What reactions did you get when you opened up?

Honestly, I got a lot of mixed reactions. A lot of times, the survivor can feel like they are responsible for people falling apart, so on top of dealing with our own stuff, we had to make sure everyone else is okay too. We really don’t have space in our culture to talk about sad and painful news or for women to openly express anger without being called a “crazy bitch.” I wish people would be better listeners for survivors and let them process and grieve. I wish we had room to express sadness in our culture because people don’t know how to handle it. With that being said, I was incredibly grateful to have gotten so much support from my immediate friends, family, and larger community.

Can you press charges? What are your rights in this situation?

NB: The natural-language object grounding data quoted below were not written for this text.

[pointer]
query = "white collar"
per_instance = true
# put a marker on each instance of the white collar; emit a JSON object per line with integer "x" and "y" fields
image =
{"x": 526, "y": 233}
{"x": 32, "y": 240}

Rape and sexual assault laws are different in every state. Where I live, what happened to me is not technically considered “rape”. It is considered a “sexual offense in the first degree”. I was appalled to find this out. I also love the word “offense” because good lord is it was offensive! If I did want to prosecute my perpetrator, the minimum sentence for sexual offense in the first degree is 25 years in prison--but I am not interested in pressing charges. I don’t think my attacker is a serial predator. I see my assault as an almost textbook example of a “crime of opportunity”. I have no interest in personal compensation, monetary or otherwise. I have no interest in stifling his intellectual or personal life. I frankly have an infinite number of better, more positive things on which to focus my life and attentions.

Author’s note: If you want to learn about your rights, depending on what state you live in, you can look up information here: https://www.rainn.org/public-policy/laws-in-your-state

What kind of outcome did you hope for in coming forward?

My intention in coming forward was to bring awareness to crimes like this and be a model for other women to feel safe to speak their truth. I want to make the dialogue about sexual assault less scary and more acceptable. I want to show people that there are places they can go and things they can do to speak up. By sharing with others, I hope that I am helping them feel empowered. I created a website where women can anonymously share experiences they have with sexual assault in hopes of continuing a larger conversation. On that website, I list resources if you or a love one have been raped or sexually assaulted. Check out those websites below:

RAINN - Rape, Abuse & Incest National Network: https://www.rainn.org/

The Joyful Heart Foundation: www.joyfulheartfoundation.org

Men Stopping Violence: www.menstoppingviolence.org

Not Alone: www.notalone.gov

What have you learned from all of this?

What I have learned from all of this is that, for all of my fears of rejection, dismissal, and ridicule I have only received expressions of love, respect, and support. All of this anger and energy would be better focused on ensuring that every survivor should be able to speak out about their experiences secure in the knowledge that they are not alone, that they too are entitled to their own voice and their own life.